Faut-il vraiment interdire la sélection du sexe de l’embryon ?

Londres, le samedi 13 juillet 2013 – Fille ou garçon ? A l’heure où nous écrivons ces lignes, le suspens n’est toujours pas levé sur le sexe du « Royal baby » britannique. Mais en Grande-Bretagne, la question du sexe de l’enfant à naître n’a pas uniquement concerné ces derniers jours l’enfant du duc et de la duchesse de Cambridge. Un brillant spécialiste de bioéthique de l’université de Lancaster, le professeur Stephen Wilkinson vient également de publier un rapport où il jette un pavé dans la marre en affirmant : « Nous nous sommes penchés sur les préférences de genre et les techniques de sélection du sexe et nous n’avons trouvé aucune raison pour redouter des dommages pour les enfants ou la société si ces techniques étaient autorisées en Angleterre » écrit-il, cité par le Telegraph. Selon lui, la possibilité de choisir le sexe de son enfant n’entraînerait pas en Grande-Bretagne de déséquilibre entre les hommes et les femmes à la différence de ce qui existe en Inde ou en Chine. Par ailleurs, Stephen Wilkinson considère que pour certains parents l’envie (ou le refus) d’avoir un enfant de tel ou tel sexe s’accompagne d’une réelle souffrance (qui peut parfois conduire à l’avortement une fois le mystère dévoilé), dont on ne comprend pas pourquoi il faudrait l’ignorer. De son côté Jackie Leach Sully, co-directeur du département lié à l’éthique au sein du centre de recherche des sciences du vivant à la Newcastle University cité par le Telegraph observe : « Un des arguments contre cette possibilité est que le fait de manifester une préférence pour l’un ou l’autre sexe serait sexiste. C’est en réalité reprendre les stéréotypes les plus forts associés aux genres qui est sexiste ».

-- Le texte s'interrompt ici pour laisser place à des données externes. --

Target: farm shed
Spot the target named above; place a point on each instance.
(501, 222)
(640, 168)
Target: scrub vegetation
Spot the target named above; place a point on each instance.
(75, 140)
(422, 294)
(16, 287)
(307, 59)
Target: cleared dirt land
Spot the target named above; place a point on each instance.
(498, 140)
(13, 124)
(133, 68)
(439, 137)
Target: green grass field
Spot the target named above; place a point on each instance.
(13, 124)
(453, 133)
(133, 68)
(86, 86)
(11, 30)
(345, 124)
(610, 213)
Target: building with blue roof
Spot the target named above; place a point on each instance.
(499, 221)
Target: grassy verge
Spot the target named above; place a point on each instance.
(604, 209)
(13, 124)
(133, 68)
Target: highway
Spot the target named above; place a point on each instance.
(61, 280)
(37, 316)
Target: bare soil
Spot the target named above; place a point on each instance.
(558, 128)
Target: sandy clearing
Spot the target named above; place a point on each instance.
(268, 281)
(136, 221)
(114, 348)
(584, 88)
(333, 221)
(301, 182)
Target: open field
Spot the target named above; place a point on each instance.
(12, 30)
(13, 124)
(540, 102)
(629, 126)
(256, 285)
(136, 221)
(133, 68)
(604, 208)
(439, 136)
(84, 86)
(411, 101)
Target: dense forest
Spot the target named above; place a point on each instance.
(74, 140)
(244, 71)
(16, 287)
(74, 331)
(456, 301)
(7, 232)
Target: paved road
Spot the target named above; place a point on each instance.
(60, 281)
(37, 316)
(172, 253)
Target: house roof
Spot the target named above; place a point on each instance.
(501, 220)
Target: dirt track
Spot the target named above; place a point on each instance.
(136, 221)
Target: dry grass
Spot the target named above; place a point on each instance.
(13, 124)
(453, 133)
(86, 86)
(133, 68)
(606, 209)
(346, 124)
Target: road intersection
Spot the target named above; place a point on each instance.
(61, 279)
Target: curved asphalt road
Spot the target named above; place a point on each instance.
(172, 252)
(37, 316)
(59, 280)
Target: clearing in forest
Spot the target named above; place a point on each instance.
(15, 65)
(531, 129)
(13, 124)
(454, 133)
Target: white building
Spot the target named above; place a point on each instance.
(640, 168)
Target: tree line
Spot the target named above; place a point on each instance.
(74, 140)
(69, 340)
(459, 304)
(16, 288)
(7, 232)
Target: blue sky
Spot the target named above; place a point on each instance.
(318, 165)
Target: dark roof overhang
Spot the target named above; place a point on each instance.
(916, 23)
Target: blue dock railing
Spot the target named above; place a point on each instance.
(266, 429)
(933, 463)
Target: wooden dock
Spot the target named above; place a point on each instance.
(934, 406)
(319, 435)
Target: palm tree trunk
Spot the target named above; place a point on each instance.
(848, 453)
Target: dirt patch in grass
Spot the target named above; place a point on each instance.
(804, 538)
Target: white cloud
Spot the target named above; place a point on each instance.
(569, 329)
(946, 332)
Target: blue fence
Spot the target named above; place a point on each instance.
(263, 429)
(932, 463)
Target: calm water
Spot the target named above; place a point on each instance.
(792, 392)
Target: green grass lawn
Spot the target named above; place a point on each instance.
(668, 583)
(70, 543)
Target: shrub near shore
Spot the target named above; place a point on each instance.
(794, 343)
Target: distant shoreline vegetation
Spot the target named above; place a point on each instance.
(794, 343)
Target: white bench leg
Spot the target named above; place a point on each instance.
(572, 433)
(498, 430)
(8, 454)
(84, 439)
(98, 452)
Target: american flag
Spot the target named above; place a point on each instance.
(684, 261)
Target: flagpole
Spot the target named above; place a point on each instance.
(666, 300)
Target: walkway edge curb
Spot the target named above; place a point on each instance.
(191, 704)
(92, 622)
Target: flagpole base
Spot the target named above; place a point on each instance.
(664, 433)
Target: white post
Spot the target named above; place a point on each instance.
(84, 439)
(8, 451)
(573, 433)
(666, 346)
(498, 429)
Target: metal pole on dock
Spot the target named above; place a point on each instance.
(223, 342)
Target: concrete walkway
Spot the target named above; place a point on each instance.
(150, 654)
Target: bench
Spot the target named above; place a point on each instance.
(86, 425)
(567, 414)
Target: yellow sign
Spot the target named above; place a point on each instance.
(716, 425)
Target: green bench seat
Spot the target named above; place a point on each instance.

Retarder la divulgation du sexe afin d’éviter les avortements

Si la Grande-Bretagne décidait en s’inspirant des conclusions de Stephen Wilkinson d’ouvrir le débat, il s’inscrirait dans la lignée des Etats-Unis et d’Israël qui sont les seuls pays occidentaux à permettre le choix du sexe de l’enfant par Diagnostic préimplantatoire (si ce n’est qu’en Israël, il faut déjà être parent de quatre enfants du même sexe !). Il est cependant peu probable que se rangeant derrière les arguments du professeur d’éthique de Lancaster, d’autres spécialistes et d’autres pays se lancent dans une telle réflexion. On se souvient en effet comment en janvier 2012 dans le Journal de l’Association médicale canadienne (CMAJ), un médecin d’origine indienne Rajendra Kale avait même appelé à un retardement de la divulgation du sexe de l’enfant à naître avant trente semaines afin d’éviter les avortements provoqués pour cette raison. S’il reconnaissait lui-même que le phénomène demeurait rare au Canada, il estimait qu’il ne devait pas être « ignoré parce qu’il s’agit d’un problème relativement peu répandu circonscrit à certains groupes ethniques ».

Histoire belge

Les conclusions de Stephen Wilkinson, en tout état de cause, ne manquent pas d’interroger. Faut-il vraiment être certain qu’aucun « déséquilibre » entre les sexes ne jaillirait si la sélection sexuelle était autorisée dans les pays occidentaux. L’expérience du docteur Jeffrey Steinbert, responsable à Encino (dans la banlieue de Los Angeles) d’une clinique réalisant (légalement) des sélections d’embryon en fonction du sexe est un peu différente. Dans un reportage que lui consacrait le Monde en 2010 il affirmait : « Aux Etats-Unis, 55 % des familles veulent des garçons mais au Canada, 65 % veulent des filles ». Le docteur Jeffrey Steinbert assurait par ailleurs que des couples du monde entier (y compris de France) venaient bénéficier de ses services et les Britanniques, selon Stephen Wilkinson ne seraient pas épargnées par cette tendance. Il est un autre pays que les Etats-Unis qui ces derniers mois a peut-être pu attirer ces parents rêvant à tout prix d’une fille ou d’un garçon : la Belgique. Là bas en effet un gynécologue vient d’être condamné à une amende de 5 520 euros par le tribunal d’Anvers, parce qu’il proposait à ses patientes nécessitant une FIV de sélectionner les embryons en fonction de leur sexe moyennant 1 100 euros environ ! Cent-soixante cinq femmes auraient accepté ce marchandage. « Je n’ai jamais pensé que je faisais quelque chose de répréhensible » a assuré le docteur Franck Sterckx à la télévision hollandaise.